Maybe it’s just that I was spoiled by Inception, by the notion that a summer action flick could be both thrilling and smart. But then again, that’s also been the attraction of the Bourne series: the notion that adrenaline-based cinema doesn’t have to come with the caveat that one has to check their brain at the door. Not that action films are universally smarter these days, but the mindless and the thoughtful are generally easy to separate: the A-Team? No frontal lobe required. A spy flick starring Angelina Jolie and directed by the (generally) thoughtful Phillip Noyce? There’s a reasonable expectation of smart thrills going in.
What Salt provides, however, is a complete failure of basic logic. Perhaps expecting sense in this kind of movie is a mistake to begin with. But when action sequences are predicated on otherwise intelligent people acting with a complete lack of common sense, it begins to feel a little insulting. Do the filmmakers think of us as magpies, so easily distracted by shiny objects — or, in this case, slow-motion explosions and fast-paced physics-defying chase sequences — that we’ll buy even the most outlandish plot holes?
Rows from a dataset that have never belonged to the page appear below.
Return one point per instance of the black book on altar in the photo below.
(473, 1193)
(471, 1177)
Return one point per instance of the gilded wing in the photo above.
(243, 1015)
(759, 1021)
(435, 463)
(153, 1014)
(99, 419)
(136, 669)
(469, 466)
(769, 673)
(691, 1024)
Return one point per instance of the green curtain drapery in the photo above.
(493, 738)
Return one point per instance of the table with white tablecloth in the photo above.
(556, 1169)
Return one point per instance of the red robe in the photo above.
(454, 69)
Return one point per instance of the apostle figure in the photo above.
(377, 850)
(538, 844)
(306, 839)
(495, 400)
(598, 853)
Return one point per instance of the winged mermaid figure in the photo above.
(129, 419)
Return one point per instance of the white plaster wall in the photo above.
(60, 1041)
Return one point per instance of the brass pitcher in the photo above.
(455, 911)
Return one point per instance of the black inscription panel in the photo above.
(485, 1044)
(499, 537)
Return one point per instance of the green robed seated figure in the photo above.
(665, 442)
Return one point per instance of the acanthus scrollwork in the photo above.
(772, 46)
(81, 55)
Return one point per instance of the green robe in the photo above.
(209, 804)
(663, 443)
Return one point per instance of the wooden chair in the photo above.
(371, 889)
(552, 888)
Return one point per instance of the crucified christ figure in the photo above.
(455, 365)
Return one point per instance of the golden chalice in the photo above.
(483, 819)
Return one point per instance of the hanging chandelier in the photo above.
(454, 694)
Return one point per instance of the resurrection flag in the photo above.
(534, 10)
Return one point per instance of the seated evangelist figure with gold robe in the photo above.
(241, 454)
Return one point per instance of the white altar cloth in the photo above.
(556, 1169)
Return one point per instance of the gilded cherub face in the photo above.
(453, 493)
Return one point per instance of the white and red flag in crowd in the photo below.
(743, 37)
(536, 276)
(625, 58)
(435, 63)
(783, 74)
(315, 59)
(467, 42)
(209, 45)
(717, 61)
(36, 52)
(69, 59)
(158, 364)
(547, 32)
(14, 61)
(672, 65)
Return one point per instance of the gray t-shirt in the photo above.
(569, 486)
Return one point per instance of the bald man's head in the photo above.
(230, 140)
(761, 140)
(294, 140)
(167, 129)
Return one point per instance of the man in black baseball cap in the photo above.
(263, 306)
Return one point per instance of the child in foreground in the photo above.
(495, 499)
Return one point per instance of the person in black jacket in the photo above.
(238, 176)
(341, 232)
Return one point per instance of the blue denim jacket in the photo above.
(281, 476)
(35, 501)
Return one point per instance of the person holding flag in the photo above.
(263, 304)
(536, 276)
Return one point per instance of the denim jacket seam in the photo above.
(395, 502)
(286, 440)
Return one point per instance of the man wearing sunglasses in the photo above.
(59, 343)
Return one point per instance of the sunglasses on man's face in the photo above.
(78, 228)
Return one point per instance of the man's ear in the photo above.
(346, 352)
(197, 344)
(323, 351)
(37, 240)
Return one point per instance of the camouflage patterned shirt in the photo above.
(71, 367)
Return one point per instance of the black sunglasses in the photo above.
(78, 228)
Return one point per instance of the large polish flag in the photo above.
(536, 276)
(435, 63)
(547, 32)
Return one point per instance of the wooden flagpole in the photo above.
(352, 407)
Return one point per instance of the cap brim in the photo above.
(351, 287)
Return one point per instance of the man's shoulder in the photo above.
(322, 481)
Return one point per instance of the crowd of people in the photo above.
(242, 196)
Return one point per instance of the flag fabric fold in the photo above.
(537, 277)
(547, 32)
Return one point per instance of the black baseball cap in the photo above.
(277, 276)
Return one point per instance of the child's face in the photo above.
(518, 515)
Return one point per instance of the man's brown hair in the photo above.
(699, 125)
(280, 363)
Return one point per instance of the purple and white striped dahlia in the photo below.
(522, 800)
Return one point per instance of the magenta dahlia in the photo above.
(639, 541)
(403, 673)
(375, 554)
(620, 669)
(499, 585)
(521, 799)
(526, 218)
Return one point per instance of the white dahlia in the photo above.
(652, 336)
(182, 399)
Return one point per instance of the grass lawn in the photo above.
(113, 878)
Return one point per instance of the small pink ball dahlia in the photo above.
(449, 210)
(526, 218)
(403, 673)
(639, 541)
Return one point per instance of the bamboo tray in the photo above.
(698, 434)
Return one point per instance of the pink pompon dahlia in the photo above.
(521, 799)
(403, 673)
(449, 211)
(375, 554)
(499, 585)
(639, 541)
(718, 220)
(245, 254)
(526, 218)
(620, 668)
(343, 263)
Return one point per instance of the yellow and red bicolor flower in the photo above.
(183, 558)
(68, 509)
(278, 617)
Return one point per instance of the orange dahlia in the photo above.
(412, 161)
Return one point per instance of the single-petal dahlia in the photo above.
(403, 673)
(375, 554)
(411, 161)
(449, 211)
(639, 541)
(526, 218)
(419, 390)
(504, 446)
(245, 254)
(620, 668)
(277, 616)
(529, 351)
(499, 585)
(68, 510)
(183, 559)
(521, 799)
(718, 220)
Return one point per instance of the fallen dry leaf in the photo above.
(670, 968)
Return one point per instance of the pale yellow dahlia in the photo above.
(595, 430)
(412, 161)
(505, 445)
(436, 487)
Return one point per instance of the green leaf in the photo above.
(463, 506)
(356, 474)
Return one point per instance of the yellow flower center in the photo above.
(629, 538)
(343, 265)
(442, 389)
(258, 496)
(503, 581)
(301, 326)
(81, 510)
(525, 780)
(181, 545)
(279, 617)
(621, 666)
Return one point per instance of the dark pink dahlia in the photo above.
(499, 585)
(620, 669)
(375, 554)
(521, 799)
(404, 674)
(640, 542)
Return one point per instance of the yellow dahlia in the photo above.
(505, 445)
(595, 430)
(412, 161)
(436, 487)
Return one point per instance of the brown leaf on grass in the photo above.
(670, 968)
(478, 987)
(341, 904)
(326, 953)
The plot is recycled Cold War boilerplate, and one wonders if screenwriter Kurt Wimmer hasn’t had this sitting around in a drawer since 1985, just waiting for a timely rewrite. Instead of the standard issue Chinese/Muslim baddies that have dominated these movies of late, we’re back to our old commie nemeses here, in the form of sleeper agents trained from childhood and placed into American society in the 80s to infiltrate every area of government. (The producers must have jumped for joy when the recent Russian spy case hit the media and gave their movie some added relevance.)